Report to whom though? She's the boss and they don't work with children, nor does the woman have children herself.

Very worrying comments, I agree, but I can't think why she'd make them unless it's something she's minimised in her own life. Even people like Jimmy Saville that abuse children themselves know not to come out with comments like this. It's such an abhorrent thing to say and healthy people know this.

The op's boss is not necessarily the most senior person and nor the op mention a lack of HR department

Hillrunning · 25/01/2023 20:38

That was a horrible read. I totally understand why you feel odd about her now. I would be finding another job.

FabFitFifties · 25/01/2023 20:49

Bloody hell. I'd distance myself, do your work well but don't engage in chit chat. Poor child, I asdume jer own mother, shared thecsame views as your boss 😢

Schoolchoicesucks · 25/01/2023 20:50

What an awful woman. I would no longer "get on well" with her. And keep everything strictly work-related, no personal chat.

Beercrispsandnuts · 25/01/2023 20:51

God that’s sick. I’m afraid I’d be looking for another job. Incestuous rape and she says the girl was asking for it. That’s sick as fuck.

Beercrispsandnuts · 25/01/2023 20:53

Very worrying comments, I agree, but I can't think why she'd make them unless it's something she's minimised in her own life

women can be paedophiles and sexual abusers too.

Livity · 25/01/2023 20:54

She sounds awful.
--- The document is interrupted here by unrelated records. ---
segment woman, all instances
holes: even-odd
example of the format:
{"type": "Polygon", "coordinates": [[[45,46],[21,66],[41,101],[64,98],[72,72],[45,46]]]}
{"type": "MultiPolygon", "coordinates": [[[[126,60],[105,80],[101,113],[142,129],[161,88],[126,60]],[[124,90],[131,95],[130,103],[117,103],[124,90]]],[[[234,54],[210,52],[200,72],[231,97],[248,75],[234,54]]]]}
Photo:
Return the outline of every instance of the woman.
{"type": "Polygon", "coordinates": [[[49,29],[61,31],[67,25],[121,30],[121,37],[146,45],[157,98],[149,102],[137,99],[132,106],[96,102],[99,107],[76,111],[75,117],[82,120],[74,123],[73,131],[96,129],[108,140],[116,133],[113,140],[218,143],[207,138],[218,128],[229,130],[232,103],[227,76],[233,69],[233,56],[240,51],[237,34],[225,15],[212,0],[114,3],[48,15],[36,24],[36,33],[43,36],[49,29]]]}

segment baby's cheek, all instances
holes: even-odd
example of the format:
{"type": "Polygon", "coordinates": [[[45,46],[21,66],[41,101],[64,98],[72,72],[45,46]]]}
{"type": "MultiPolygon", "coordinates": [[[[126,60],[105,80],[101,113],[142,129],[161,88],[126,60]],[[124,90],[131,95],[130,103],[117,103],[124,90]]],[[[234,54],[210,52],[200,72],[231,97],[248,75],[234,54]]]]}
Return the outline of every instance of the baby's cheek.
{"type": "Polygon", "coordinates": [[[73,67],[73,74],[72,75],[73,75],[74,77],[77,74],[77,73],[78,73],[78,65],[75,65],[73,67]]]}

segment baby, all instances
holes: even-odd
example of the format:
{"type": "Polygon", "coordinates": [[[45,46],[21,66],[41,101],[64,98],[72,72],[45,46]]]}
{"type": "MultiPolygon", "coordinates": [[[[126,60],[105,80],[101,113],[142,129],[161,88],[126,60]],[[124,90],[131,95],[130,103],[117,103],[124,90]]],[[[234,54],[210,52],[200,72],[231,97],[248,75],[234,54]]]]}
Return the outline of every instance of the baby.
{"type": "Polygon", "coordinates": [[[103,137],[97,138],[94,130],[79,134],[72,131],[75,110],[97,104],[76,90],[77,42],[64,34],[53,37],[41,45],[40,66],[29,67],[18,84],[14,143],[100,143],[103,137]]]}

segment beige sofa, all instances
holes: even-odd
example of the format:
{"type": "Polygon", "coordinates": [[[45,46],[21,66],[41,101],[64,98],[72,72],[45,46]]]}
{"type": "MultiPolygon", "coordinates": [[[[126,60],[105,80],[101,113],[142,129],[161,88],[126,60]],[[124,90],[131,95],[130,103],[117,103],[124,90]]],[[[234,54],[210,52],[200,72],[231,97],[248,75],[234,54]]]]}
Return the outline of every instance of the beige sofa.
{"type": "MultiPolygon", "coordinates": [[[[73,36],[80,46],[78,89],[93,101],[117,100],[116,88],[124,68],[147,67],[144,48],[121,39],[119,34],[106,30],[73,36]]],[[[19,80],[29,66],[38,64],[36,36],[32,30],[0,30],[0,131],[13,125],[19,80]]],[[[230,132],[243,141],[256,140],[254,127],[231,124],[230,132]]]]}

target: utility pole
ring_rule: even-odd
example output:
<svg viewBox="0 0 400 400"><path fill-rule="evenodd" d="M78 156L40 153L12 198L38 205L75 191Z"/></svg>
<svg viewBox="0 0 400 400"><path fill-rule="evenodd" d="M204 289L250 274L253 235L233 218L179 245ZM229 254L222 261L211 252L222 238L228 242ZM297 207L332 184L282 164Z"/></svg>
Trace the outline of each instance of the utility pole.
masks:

Defending a child sex abuser, blaming a child abuse victim, talking about this all at work?! What a nasty, vicious and inappropriate person. I’d feel more than weird, I’d be disgusted and outraged.

ChiefWiggumsBoy · 25/01/2023 21:00

People make comments like these and it makes you feel like you're infected with something. Like greasy and slimy all over, almost guilty by association.

I'm not sure I could continue to work under someone who believed that.

1FootInTheRave · 25/01/2023 21:01

She is disgusting.

Mirabai · 25/01/2023 21:05

It’s completely inappropriate for her to be sharing these intimate stories of her friends in the workplace anyway.

She’s bundle of internalised misogyny but perhaps she was abused herself.

I don’t know how much you can distance yourself in the circs but I’d steer away from all personal conversations going forward.